Le triple NON du dimanche 1er juin, net et massif, nous livre quelques enseignements intéressants : Sur les naturalisations, la stratégie choisie de créer plusieurs comités prônant le NON a permis de faire le plein des opposants, à droite comme à gauche. Parfois l’UDC n’a même pas rassemblé l’entier de ses électeurs autour de son texte, notamment en Suisse romande ! Cette stratégie avait été souvent critiquée, mais elle était la bonne. Et pour cause : les électeurs radicaux et libéraux ne réagissent pas aux mêmes arguments que la gauche, c’est bien normal. Il faudra s’y habituer : les comités interpartis rassemblant des fronts très larges ne sont pas toujours adaptés pour faire campagne efficacement.
Les nombreux excès de la campagne de l’UDC l’ont plutôt desservie. Les électrices et électeurs font la part des choses : ils n’ont pas été dupes de l’amalgame sulfureux entre naturalisation et criminalité. Un beau succès à la fois de la démocratie et de l’esprit républicain qui souffle sur nos institutions.
On reproche souvent au Parlement de travailler lentement. Sur la question de la santé il a voulu opposer un contre-projet à la dangereuse initiative UDC qui aurait rationné les soins. En travaillant vite, en omettant de consulter, en ne prenant pas le temps de construire une coalition solide, la majorité du Parlement a pris un risque qu’elle a payé cash : le front des partisan s’est vite désuni … et les résultats ont suivi.
Reste que chacun a convenu pendant la campagne que des réformes de la LAMal sont nécessaires pour améliorer les soins, permettre au patient de choisir son médecin ou son hôpital et éviter une explosion des coûts.
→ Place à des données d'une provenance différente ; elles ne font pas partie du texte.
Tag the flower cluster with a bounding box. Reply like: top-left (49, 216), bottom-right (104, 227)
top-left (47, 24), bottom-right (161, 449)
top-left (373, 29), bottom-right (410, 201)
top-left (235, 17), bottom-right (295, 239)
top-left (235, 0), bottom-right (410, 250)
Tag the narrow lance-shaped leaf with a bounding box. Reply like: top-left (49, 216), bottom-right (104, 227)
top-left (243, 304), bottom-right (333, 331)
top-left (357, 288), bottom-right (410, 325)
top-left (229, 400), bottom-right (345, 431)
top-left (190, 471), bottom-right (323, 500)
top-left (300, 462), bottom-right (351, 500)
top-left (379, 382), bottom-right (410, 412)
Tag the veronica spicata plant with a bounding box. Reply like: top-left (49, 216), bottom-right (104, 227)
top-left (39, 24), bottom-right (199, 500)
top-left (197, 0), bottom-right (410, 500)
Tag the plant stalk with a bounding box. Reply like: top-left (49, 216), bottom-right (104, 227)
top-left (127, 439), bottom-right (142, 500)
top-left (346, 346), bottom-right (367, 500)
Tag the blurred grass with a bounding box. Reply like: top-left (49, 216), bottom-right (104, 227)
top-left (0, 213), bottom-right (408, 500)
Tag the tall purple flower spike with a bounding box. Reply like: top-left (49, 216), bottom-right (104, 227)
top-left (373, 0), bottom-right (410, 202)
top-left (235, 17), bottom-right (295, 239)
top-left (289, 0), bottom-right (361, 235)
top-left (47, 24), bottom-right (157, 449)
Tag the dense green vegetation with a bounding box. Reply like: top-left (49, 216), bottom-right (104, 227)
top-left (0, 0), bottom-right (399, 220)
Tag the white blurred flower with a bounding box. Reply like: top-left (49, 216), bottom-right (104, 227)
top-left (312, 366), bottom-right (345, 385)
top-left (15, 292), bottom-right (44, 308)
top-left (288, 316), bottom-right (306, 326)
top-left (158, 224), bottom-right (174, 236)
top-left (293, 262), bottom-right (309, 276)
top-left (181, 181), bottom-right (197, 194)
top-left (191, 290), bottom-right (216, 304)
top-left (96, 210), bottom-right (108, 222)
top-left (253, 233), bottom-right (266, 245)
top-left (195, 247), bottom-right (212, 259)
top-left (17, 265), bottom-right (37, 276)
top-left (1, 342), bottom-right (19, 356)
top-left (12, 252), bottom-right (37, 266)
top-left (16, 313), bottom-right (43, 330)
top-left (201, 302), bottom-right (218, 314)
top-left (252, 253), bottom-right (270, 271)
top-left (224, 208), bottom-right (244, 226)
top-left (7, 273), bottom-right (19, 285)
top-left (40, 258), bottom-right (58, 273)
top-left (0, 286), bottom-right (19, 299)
Il faudra donc aller de l’avant, même sans socle constitutionnel.
Eh puis, les Radicaux-Libéraux peuvent fêter deux belles victoires ce week-end, puisque suite au refus des initiatives « naturalisations » et « muselière » les deux contre-projets radicaux (Burkhalter et Pfisterer) entreront en vigueur. C’est ça la force positive de la Suisse.